There are many controller vulnerabilities for attackers to exploit in order to disrupt operations and cause damage. Yet, most organizations don’t patch controllers because many ICS engineers prioritize network stability at all costs. It’s difficult to patch industrial controllers because doing so can cause disruptions or downtime and can lead to reliability issues and other operational problems.
Unpatched Windows-based workstations that still run legacy operating systems such as Windows NT and XP are also common in operational environments. Many remain unpatched because of the same concerns regarding operational stability and reliability. These unpatched systems further weaken the risk posture of ICS networks.
Lack of visibility and control in industrial control system networks
Since ICS networks were designed before cyberthreats existed, security wasn’t a factor in implementation. Today, these networks require, but still lack, the visibility and security controls common in corporate IT networks. In many ICS environments, automated asset management or configuration controls are not leveraged.
Without fully understanding which assets are in your network, which firmware they run, what code and logic they execute, their configuration and which of them are vulnerable, how can you take measures to properly protect them?

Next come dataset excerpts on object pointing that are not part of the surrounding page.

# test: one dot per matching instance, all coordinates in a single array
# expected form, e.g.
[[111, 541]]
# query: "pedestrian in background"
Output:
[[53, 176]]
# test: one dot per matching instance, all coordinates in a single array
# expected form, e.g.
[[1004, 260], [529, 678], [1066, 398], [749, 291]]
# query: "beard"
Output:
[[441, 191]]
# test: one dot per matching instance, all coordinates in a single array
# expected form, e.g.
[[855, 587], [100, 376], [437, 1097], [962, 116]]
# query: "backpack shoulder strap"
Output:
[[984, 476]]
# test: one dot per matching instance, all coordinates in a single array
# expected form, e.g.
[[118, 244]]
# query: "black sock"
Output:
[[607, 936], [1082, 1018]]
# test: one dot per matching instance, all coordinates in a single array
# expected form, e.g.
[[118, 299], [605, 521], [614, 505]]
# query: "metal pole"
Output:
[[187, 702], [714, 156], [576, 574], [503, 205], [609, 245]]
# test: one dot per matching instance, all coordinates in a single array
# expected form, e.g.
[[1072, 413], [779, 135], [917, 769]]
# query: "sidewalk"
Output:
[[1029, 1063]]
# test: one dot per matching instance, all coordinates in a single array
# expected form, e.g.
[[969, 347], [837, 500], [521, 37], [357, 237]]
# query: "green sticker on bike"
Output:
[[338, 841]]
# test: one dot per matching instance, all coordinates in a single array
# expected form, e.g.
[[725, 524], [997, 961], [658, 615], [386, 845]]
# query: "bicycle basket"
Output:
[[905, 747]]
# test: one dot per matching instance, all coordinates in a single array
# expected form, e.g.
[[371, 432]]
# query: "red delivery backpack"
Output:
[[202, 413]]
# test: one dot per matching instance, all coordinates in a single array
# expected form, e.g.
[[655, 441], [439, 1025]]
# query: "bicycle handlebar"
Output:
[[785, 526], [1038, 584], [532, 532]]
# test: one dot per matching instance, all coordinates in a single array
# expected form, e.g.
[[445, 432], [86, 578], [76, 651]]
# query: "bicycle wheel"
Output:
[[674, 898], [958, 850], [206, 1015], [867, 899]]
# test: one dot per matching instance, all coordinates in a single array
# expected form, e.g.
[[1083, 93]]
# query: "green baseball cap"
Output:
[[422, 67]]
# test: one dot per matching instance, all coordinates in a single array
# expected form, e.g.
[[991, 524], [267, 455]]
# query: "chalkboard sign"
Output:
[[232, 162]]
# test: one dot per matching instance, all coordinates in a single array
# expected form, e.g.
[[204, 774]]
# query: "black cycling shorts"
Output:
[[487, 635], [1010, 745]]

Don’t forget that these environments use specialized operational technologies (OT) from vendors such as GE, Siemens, Schneider Electric, Rockwell and others. They operate differently than IT technologies. They use different hardware, different software and different network protocols. As a result, IT security solutions are not a good fit for these environments.

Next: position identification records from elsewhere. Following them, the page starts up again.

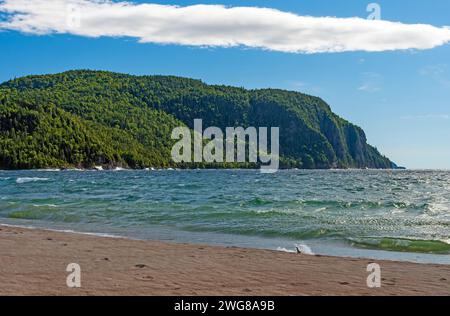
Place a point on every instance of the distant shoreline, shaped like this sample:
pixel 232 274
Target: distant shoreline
pixel 118 266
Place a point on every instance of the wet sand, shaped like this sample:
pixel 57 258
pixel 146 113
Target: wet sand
pixel 33 262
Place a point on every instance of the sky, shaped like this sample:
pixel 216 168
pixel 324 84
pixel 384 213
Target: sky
pixel 389 76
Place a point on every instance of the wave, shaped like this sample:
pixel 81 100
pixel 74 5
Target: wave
pixel 402 244
pixel 304 249
pixel 334 204
pixel 26 180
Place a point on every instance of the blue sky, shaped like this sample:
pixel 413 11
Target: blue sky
pixel 401 98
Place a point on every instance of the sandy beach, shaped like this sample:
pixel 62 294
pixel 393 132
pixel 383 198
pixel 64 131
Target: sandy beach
pixel 33 262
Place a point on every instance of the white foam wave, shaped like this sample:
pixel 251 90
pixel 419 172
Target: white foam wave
pixel 26 180
pixel 304 249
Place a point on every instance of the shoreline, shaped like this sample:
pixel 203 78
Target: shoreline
pixel 34 261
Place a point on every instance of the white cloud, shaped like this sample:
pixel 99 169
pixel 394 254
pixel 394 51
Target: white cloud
pixel 217 26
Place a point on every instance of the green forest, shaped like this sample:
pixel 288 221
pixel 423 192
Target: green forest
pixel 86 118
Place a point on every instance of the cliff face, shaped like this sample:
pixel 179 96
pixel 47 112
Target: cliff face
pixel 88 117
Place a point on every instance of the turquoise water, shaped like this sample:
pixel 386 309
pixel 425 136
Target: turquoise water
pixel 392 214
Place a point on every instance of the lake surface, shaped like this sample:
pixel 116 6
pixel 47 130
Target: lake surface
pixel 401 215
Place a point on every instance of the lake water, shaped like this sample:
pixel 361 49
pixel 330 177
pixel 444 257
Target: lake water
pixel 401 215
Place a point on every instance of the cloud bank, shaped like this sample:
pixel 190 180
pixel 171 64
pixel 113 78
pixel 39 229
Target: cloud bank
pixel 217 26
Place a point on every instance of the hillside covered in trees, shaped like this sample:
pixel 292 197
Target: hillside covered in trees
pixel 86 118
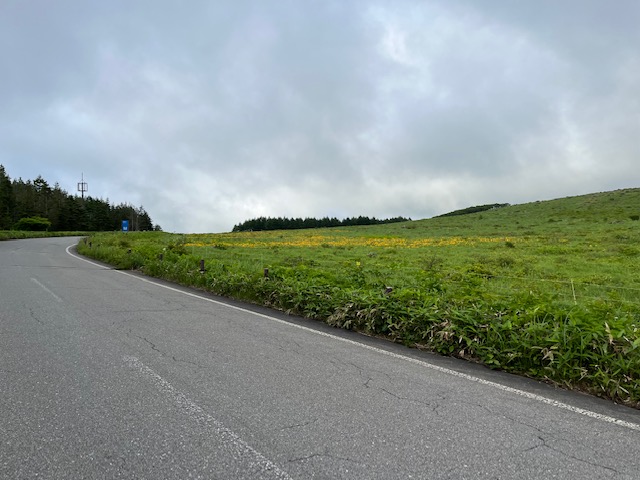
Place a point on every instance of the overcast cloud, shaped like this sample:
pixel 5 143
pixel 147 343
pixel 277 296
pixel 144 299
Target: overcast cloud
pixel 208 113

Control-layer protocols are difficult to secure
When looking to secure ICS networks, one of the biggest technical challenges we face is that ICS networks use different communication protocols.
Applications for human machine interface (HMI), supervisory control and data acquisition (SCADA) and distributed control systems (DCS) all use standard protocols, like Modbus and DNP3, to communicate physical measurements and process parameters (i.e. current temperature, current pressure, valve status, etc.).
Meanwhile, control-layer protocols — which configure automation controllers, update their logic, make code changes or download firmware — are comprised of proprietary and vendor-specific protocols.
Each OT vendor uses its own proprietary implementation of the IEC-61131 standard for programmable logic controllers. Since these implementations are rarely documented, it is difficult to monitor these critical activities.
Since the goals of most ICS cyberattacks are to cause operational disruptions or physical damage, the adversary may try to change the way the process executes.
While a predefined set of process parameters can be changed through HMI/SCADA applications, the logic maintained on the controller defines the process flow and its restrictions. Therefore, changing the controller logic is the easiest and most successful way to cause such changes.
Contrary to popular belief, this is not difficult. Once inside the network, an attacker can easily download control logic to an industrial controller or change its configuration.
Since attackers execute these actions using proprietary vendor-specific protocols, there is no standard way to monitor control-layer activities. As a result, changes an attacker makes (or even those that occur due to human error) can go unnoticed until damage occurs.
How to overcome the challenges of unsecured OT networks
Due to OT network design, and the lack of basic security controls like authentication and encryption, most ICS attacks do not need to exploit software vulnerabilities. Once an attacker reaches the OT network, they can use a compromised machine to launch an attack on industrial processes.
The current lack of visibility and security controls in ICS networks places industrial processes and critical infrastructures at risk. To prevent unauthorized process changes and protect ICS from external attacks, you should use specialized monitoring and control technologies.